The last PPC campaign I analysed in the ‘Analyse A Real PPC Campaign’ series was from OnePlus, advertising the new OnePlus 7 Pro smartphone. It was clear the PPC campaign was well designed on the whole, with an effective and informative search advert, followed up by a product landing page, dominated by images of the phone, accompanied by reasons to buy it through scrolling down the page (with a sticky ‘Buy’ button continually appearing).
An area that has been very popular and will continue to grab the attention of web users, especially the younger generation, is with YouTube. Looking into this, here is an analysis of a PPC campaign advertising YouTube Premium.
To view YouTube’s (who are owned by Google) PPC search advert, I had to type into Google search UK, ‘youtube premium’:
The first thing that should be addressed is ‘what is the reason for this PPC campaign even existing’? This is because the top organic result points to the exact same page that the PPC search advert points to.

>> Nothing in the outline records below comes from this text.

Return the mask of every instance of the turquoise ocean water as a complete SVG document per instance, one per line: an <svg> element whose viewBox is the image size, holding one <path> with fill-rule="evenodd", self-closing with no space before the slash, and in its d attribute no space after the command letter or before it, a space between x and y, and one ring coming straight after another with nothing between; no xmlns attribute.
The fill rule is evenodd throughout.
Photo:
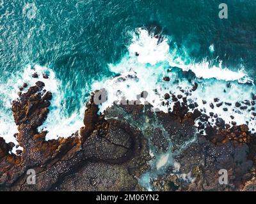
<svg viewBox="0 0 256 204"><path fill-rule="evenodd" d="M31 77L35 71L54 94L42 127L49 138L68 136L83 125L95 89L115 95L102 111L119 89L131 98L143 90L175 90L161 82L170 67L196 74L200 86L194 101L250 99L256 82L256 1L225 1L228 19L218 17L223 2L216 0L0 1L0 136L15 142L11 102L23 82L38 80ZM150 36L152 27L163 41ZM115 80L131 72L136 82ZM175 71L168 75L181 87L189 84ZM228 81L233 88L220 93ZM253 129L250 112L236 113L238 123L247 121Z"/></svg>

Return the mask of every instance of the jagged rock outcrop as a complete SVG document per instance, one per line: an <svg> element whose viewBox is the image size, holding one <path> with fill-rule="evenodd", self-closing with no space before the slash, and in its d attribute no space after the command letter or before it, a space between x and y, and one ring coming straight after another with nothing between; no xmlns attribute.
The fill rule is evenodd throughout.
<svg viewBox="0 0 256 204"><path fill-rule="evenodd" d="M47 131L38 127L47 118L52 94L44 89L43 82L36 85L12 105L17 140L24 149L21 155L10 154L12 143L0 138L0 190L134 189L134 177L147 169L150 159L141 133L127 123L98 115L92 96L80 134L45 141ZM36 173L34 184L27 182L30 169Z"/></svg>

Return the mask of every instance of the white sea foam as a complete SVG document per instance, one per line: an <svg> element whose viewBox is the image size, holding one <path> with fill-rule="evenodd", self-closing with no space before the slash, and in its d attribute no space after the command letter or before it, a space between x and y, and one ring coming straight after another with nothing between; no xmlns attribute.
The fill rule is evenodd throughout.
<svg viewBox="0 0 256 204"><path fill-rule="evenodd" d="M34 73L38 73L38 78L32 77ZM47 73L49 78L44 78L43 73ZM51 101L50 112L47 119L43 125L38 127L39 130L49 131L46 139L54 139L58 136L69 136L83 126L83 110L75 110L71 115L67 115L65 104L63 103L65 101L63 89L61 82L56 78L54 72L47 67L39 65L31 67L31 65L28 65L22 71L12 74L5 84L0 85L0 95L3 101L3 110L0 113L0 136L3 137L6 142L12 142L15 145L18 144L13 137L14 133L18 131L11 110L12 101L18 98L19 89L23 83L27 83L28 88L35 85L38 80L45 84L45 90L52 93L52 99ZM13 152L15 152L15 148L13 149Z"/></svg>
<svg viewBox="0 0 256 204"><path fill-rule="evenodd" d="M192 87L188 80L179 78L177 73L168 71L170 67L176 67L183 71L191 70L196 76L198 88L187 97L189 103L196 102L200 109L204 110L208 114L211 112L218 113L227 123L231 124L230 115L233 115L237 124L246 124L247 121L250 129L255 129L255 121L252 115L253 111L249 107L247 110L241 110L235 106L236 101L250 100L252 92L255 91L253 81L244 69L234 71L223 68L221 61L218 66L211 66L211 62L206 60L186 64L184 56L179 55L180 52L176 48L170 49L169 43L167 38L163 38L159 42L159 39L145 29L138 29L134 33L128 47L129 53L118 63L109 64L109 69L118 74L118 76L93 83L93 89L105 88L108 91L108 101L102 104L101 112L114 101L120 101L124 98L136 99L136 96L143 91L148 94L147 101L155 108L164 112L172 109L173 103L169 106L162 105L162 102L166 101L164 94L184 96L180 89L189 92ZM169 76L170 81L164 82L164 76ZM230 82L230 87L227 87L227 82ZM209 103L213 103L217 97L220 102L223 102L223 105L217 108L215 104L214 109L212 110ZM203 104L203 99L207 103ZM228 106L225 102L232 105ZM228 111L224 111L224 107L227 107Z"/></svg>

There are a few reasons YouTube may have chosen to execute a PPC campaign for their own brand name:
- To inform web users of the offer. It is common for organic results to be very generic and not hold much information. PPC campaigns allow advertisers to choose what information they display, both in the advert itself and the landing page. With this, it is clear YouTube are wanting to make the web user informed that there is a one-month free trial, making YouTube premium appear more enticing to sign up to.
- To display better extension links. Sometimes in organic results, results will have link extensions below them, especially if they are for homepage websites. This is not the case with YouTube Premium. Therefore, the only way YouTube can display site links as an extension is through using the ad extension in PPC.
After clicking on the above advert, I came to the following landing page:
Considering that YouTube is a company owned by Google, it should come as no surprise that this is a very well designed landing page, made clear from the following pointers:
- The center attention of the landing page is the product, with the necessary amount of information to entice the web user into learning more about YouTube’s product.
- The conversion for this page is getting the web user to click the ‘TRY IT FREE’ button, which is purposefully made colorful to grab the web user’s attention.
- As a landing page goes, it is very clean and has, what appears, not many links – this pushes the focus continually to the central area of the page.
- If the web user does scroll down, there are images and reasons to join YouTube Premium, further encouraging the web user into a conversion.
Continuing the last bullet point, the only improvement to this landing page would be to, like OnePlus did, have a sticky ‘TRY IT FREE’ button in the top right (or somewhere above the fold). This would allow the web user to convert for YouTube, no matter what part of the landing page they have scrolled to.